The crisis was sparked by long-standing grievances over the environmental and social impacts of the Panguna copper mine, which was operated by a subsidiary of the multinational mining company Rio Tinto. The local population felt that they were not benefiting from the mine and that their land was being exploited without their consent.

The conflict escalated into a full-scale civil war, with both sides committing human rights abuses and atrocities. The PNGDF imposed a blockade on the island, leading to a humanitarian crisis with severe food and medical shortages. The conflict ended in 1998 with a ceasefire agreement and the establishment of an autonomous Bougainville government.

The Bougainville Crisis had a devastating impact on the island, with thousands of people killed and widespread destruction of infrastructure. It also had significant political and economic implications for Papua New Guinea, as well as raising questions about the role of multinational corporations in developing countries.
Google Gemini AI
more than 4 weeks ago
Bougainville Crisis

The Bougainville Crisis was a political and military conflict that occurred from 1988 to 1998 on Bougainville Island, an autonomous region of Papua New Guinea.


- Bougainville Island is rich in copper and gold mines, which were exploited by an Australian company called Bougainville Copper Limited (BCL).
- The islanders felt exploited by BCL, which led to growing resentment and a desire for independence.

Outbreak of Conflict:

- In 1988, rebels led by Francis Ona formed the Bougainville Revolutionary Army (BRA) and launched an armed campaign for independence.
- The Papua New Guinea government responded with military force, resulting in widespread violence and human rights abuses.

Escalation of Conflict:

- The conflict escalated into a full-fledged civil war, with both sides committing atrocities.
- The BRA established control over most of Bougainville Island, blockaded the Panguna mine, and declared independence.

Attempts at Resolution:

- Several attempts were made to negotiate an end to the conflict, but they failed due to mistrust and a lack of political will.
- In 1997, Australia brokered a peace agreement called the Lincoln Agreement, which paved the way for a ceasefire.

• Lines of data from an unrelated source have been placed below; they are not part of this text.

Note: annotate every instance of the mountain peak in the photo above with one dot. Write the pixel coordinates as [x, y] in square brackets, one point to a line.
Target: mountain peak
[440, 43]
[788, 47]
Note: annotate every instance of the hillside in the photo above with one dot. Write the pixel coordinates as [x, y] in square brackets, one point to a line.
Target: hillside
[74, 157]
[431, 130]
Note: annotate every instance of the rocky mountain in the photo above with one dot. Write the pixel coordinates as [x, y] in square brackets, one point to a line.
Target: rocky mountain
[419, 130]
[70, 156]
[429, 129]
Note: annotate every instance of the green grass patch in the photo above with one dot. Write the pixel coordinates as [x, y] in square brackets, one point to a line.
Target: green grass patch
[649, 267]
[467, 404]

- The Lincoln Agreement established an autonomous Bougainville government and a referendum on independence.
- In 2019, Bougainville voters overwhelmingly voted for independence in a non-binding referendum.
- The Papua New Guinea government is currently negotiating the terms of Bougainville's independence with the Bougainville government.

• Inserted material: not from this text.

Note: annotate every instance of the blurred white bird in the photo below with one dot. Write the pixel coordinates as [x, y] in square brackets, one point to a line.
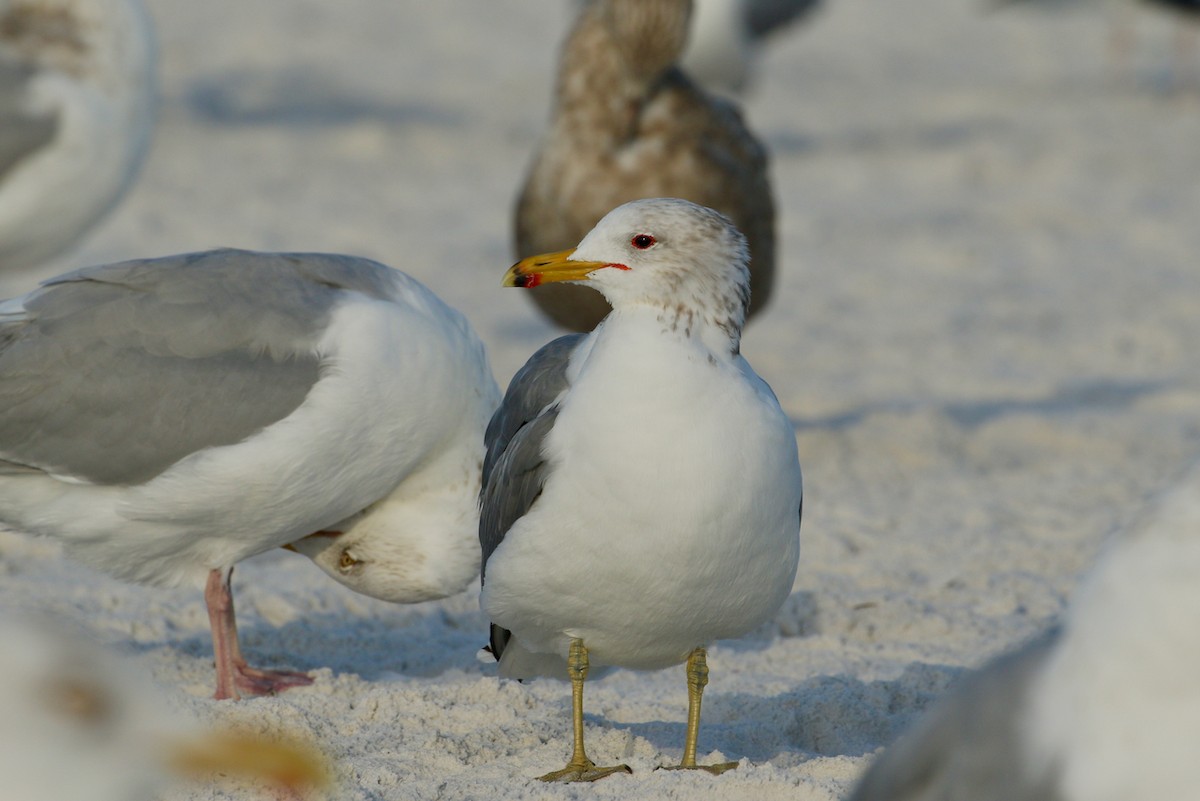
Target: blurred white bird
[1104, 709]
[77, 96]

The Bougainville Crisis had significant consequences:

- Loss of Life: Thousands of people were killed during the conflict.
- Economic Devastation: The Panguna mine, Bougainville's main economic driver, was shut down, leading to severe economic hardship.
- Humanitarian Crisis: The conflict resulted in displacement, food shortages, and health problems for many islanders.
- Political Instability: The crisis highlighted the political and economic grievances of Papua New Guinea's indigenous population and raised questions about the country's future.